Qualquer novo modelo para federalismo fiscal brasileiro deve pautar-se na reforma da tributação sobre o consumo, que se consubstancia também no ICMS do comércio não presencial, propiciando a integração dos entes federados, de modo a se perquirir a equalização na distribuição de receitas.

Uma eventual alteração na divisão de competências tributárias não seria uma violação à cláusula constitucional do pacto federativo, desde que atendesse aos já suscitados objetivos. A cláusula pétrea prescreve a manutenção da estrutura federalista, e esta se manteria nas hipóteses suscitadas no corpo deste estudo.

Com a mudança da arrecadação para o destino, já se sabe quem perde ou ganha em um primeiro momento, mas em longo prazo, com um necessário tempo de transição, guiado por um racional sistema econômico e de lógica estrutural de um imposto sobre valor agregado e plurifásico, ganhariam o país e os agentes econômicos. O destino puro, atende melhor o princípio da equidade nos impostos sobre o consumo, posto que esse é menos concentrado que a produção, restaurando o equilíbrio perdido e refletindo mais justiça na divisão das receitas oriundas desta tributação, quando se trata de consumidor não contribuinte.

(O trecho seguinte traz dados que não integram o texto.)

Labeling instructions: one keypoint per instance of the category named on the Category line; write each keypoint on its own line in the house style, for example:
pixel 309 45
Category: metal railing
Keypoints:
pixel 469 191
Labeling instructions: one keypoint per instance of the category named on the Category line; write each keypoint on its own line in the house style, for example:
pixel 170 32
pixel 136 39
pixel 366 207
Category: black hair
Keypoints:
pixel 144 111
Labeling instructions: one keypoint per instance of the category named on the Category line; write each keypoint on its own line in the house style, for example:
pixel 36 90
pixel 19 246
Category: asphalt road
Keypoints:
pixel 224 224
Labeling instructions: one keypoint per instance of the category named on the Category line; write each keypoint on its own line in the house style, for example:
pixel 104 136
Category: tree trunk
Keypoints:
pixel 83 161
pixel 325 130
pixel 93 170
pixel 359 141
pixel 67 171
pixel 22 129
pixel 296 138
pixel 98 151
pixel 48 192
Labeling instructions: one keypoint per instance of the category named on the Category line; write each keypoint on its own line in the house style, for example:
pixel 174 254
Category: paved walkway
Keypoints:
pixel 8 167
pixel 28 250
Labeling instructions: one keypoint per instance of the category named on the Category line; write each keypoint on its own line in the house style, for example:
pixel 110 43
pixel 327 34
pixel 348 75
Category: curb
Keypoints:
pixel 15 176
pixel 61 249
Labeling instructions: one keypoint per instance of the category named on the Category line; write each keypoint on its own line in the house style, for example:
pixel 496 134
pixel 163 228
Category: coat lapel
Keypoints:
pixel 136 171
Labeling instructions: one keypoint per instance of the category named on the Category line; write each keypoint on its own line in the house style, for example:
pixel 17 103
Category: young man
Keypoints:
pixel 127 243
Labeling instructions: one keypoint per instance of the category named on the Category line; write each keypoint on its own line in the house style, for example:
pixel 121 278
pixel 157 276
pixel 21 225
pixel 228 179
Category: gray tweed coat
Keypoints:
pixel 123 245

O critério espacial de cobrança na origem (onde) associado ao critério alocativo de receitas para o destino (para quem) onde há o consumo realmente favorece as regiões de menor desenvolvimento no país. No caso, é possível até que o empenho do estado de origem fique comprometido, ensejando maior fiscalização do destino. Reconhece-se a complexidade, mas o aperfeiçoamento do sistema que caminha junto à inovação tecnológica, é possível.

A nova EC 87/2015 foi um passo importante para começar a desmontar o paradigma do ICMS eletrônico como complexo e mutante. É o início de uma transição mista origem/destino que influencia positivamente na melhoria das relações federativas e que exige

um mecanismo eletrônico de controle fiscal ostensivo, para não mascarar o correto dimensionamento das possíveis parcelas e ganhos dos entes. Os mecanismos de controle fiscal deverão estar consolidados para propiciar uma esperada redução da sonegação fiscal, consequente aumento da arrecadação tributária e a mensuração dos ganhos do sistema tributário como um todo, incluindo os benefícios para o setor privado.

Inúmeros desafios jurídicos modernos são propostos e esse estudo, não possui a pretensão de vencer o tema, mas apenas propor informações para que se possa colaborar na construção de uma saída para ele. O mundo virtual é uma realidade que toma espaço social de forma vertiginosa, exigindo um arcabouço jurídico e um olhar clínico a esse mundo invisível mas real, onde a disponibilidade não conhece barreiras, temporalidades nem fronteiras.

Enquanto houver inércia do legislativo com os estados tentando a esmo, buscar dirimir seus conflitos, encontrar um consenso que produza benefícios para todos é impossível, fazendo o judiciário continuar a ser meio de resolução das lides tributárias estaduais. Teorias e decisões jurídicas devem ter interpretações evolutivas, embora contidas, vislumbrando saídas seguras que não resultem em ofensas ao pacto federativo.

Indiscutível é que, pelos dados apresentados, o congelamento da regra de repartição do ICMS do e-commerce, como se encontra hoje, reforça o abismo econômico, político e social entre os estados subnacionais, atrasando o país como um todo. Desprezar o talento, a engenhosidade e a capacidade de descobrir e inovar do ser humano e não acompanhar, engessa a possibilidade de tornar o Brasil mais igual. Como está hoje, o ICMS no geral, é inimigo da competitividade, do crescimento, do balanço de pagamentos e dele mesmo.